De todos los conflictos sociales que caracteriza y tiene la sociedad nacional y, particularmente, el estado de Michoacán y específicamente, la ciudad de Morelia, el de seguridad pública, social o como quiera que se identifique-nombre-categorice-individualice, el de seguridad es mayor, mucho mayor que cualquier otro, muy por arriba del desempleo, ingreso, estancamiento/decaimiento de la economía, transporte, movilidad, salud y abasto de medicamentos, casa habitación, equipamiento urbano, en fin, el de seguridad es el mayor.
Si lo duda, escuche, lea, vea los medios de comunicación a su alcance y si gusta compara con los indicadores de hace una semana o un mes anterior en el mismo día – digamos el 10 de septiembre de 2019 con el 10 de septiembre de 2018 o con este 10 de septiembre con el 10 de agosto de 2019 -, cuantifique y vera la diferencia ascendente de los datos de percepción de inseguridad-seguridad en los cuales vivimos y sufrimos.
Son facciosas y maniqueas las actitudes y palabras del titular del ejecutivo estatal al señalar que alcaldes – unos 30 – son omisos en el aspecto de conformar un plan de seguridad y firmar del acuerdo de seguridad.
(En Michoacán – de 113 municipios – poco menos de 30 alcaldes se han negado a sumarse al plan conjunto de seguridad. La mayoría de ellos son alcaldes llevados a la presidencia municipal por MoReNa, quienes han permanecido firmes en su negativa).
Particularmente, al referirse al alcalde de Morelia, afirmó: díganle al presidente municipal de Morelia que en lugar de andar en la ciudad de México cada rato, que presente plan de trabajo para su po9licía; se lo pedí hace un año: > oye, ¿cuál es tu plan de trabajo?, Construye el plan; si necesitas ayuda, te ayudamos, pero que presente su plan.

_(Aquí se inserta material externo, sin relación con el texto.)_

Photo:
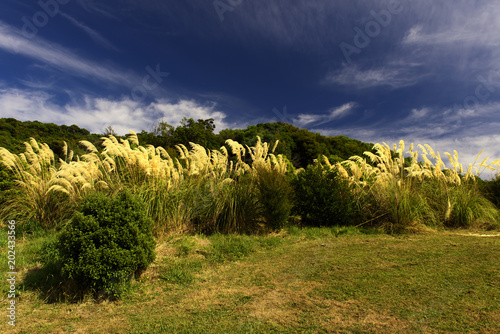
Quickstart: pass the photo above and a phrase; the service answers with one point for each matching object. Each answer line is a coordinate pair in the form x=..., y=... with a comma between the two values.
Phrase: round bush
x=107, y=242
x=322, y=198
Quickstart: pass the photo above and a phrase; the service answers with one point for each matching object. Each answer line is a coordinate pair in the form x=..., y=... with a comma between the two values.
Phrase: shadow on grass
x=51, y=286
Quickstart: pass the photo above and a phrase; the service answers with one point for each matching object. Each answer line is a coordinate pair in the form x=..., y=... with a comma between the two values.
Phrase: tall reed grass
x=417, y=191
x=204, y=186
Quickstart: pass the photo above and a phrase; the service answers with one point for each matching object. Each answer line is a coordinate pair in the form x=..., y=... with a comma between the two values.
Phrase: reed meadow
x=132, y=238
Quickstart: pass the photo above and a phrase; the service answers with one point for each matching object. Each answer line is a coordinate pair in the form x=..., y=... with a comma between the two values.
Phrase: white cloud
x=303, y=120
x=96, y=37
x=95, y=114
x=59, y=57
x=395, y=76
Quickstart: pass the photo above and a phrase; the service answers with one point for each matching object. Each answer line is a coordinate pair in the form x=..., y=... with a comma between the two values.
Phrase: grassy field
x=298, y=281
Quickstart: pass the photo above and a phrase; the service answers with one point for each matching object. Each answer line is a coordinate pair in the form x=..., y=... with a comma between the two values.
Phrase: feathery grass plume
x=405, y=192
x=34, y=197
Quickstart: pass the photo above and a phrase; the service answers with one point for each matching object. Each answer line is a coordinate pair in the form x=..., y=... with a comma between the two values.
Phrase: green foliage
x=107, y=242
x=227, y=207
x=491, y=189
x=322, y=198
x=275, y=194
x=459, y=206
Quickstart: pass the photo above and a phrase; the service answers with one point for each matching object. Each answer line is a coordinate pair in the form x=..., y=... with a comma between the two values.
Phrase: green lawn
x=297, y=281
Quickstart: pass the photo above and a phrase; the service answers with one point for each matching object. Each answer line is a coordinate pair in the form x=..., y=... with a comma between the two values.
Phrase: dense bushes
x=106, y=242
x=275, y=194
x=322, y=198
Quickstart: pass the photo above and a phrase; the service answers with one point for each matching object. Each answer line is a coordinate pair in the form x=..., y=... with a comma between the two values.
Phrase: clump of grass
x=404, y=193
x=49, y=191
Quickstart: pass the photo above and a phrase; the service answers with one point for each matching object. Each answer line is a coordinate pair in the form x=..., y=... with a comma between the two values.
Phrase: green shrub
x=322, y=198
x=107, y=242
x=275, y=195
x=492, y=191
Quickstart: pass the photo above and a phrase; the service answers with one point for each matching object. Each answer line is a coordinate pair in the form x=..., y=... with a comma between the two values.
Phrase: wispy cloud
x=59, y=57
x=93, y=34
x=391, y=76
x=95, y=114
x=307, y=120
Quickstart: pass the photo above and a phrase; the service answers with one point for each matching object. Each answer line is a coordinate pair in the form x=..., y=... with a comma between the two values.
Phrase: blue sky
x=425, y=71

Y enjuició: es claro que el alcalde moreliano no quiera asumir la responsabilidad que le to9ca de hacer frente a la inseguridad. Es un profesionista, no es que no lo entienda – al tema -; lo que pasa es que no quiere asumir su responsabilidad.
Y terminó: es claro de que a un año de que iniciaron su gestión no tienen el ánimo de coordinarse estatalmente para hacer frente a la delincuencia y lamentó que haya sido el propio gobernador del estado, quien literalmente, les tuvo que andar rogando para que establecieran un plan de trabajo común, estatal, en materia de seguridad, pues deberían integrarse al Plan de Seguridad de la Policía Municipal.
Siendo realistas, en Michoacán, en el sector de seguridad, el plan, la estrategia y si existe, las tácticas de seguridad no están ofreciendo resultados necesarios, con todo el C5-i y las miles de cámaras de seguridad existentes y ¿monitoreadas? Y los arcos detectores en las vialidades y los miles de elementos de la llamada Guardia Nacional, la policía federal, la michoacana, las municipales, las auxiliares… ¡nada, la más pura de las nadas!
¡Algo está podrido en Dinamarca! ¿Serán los policías?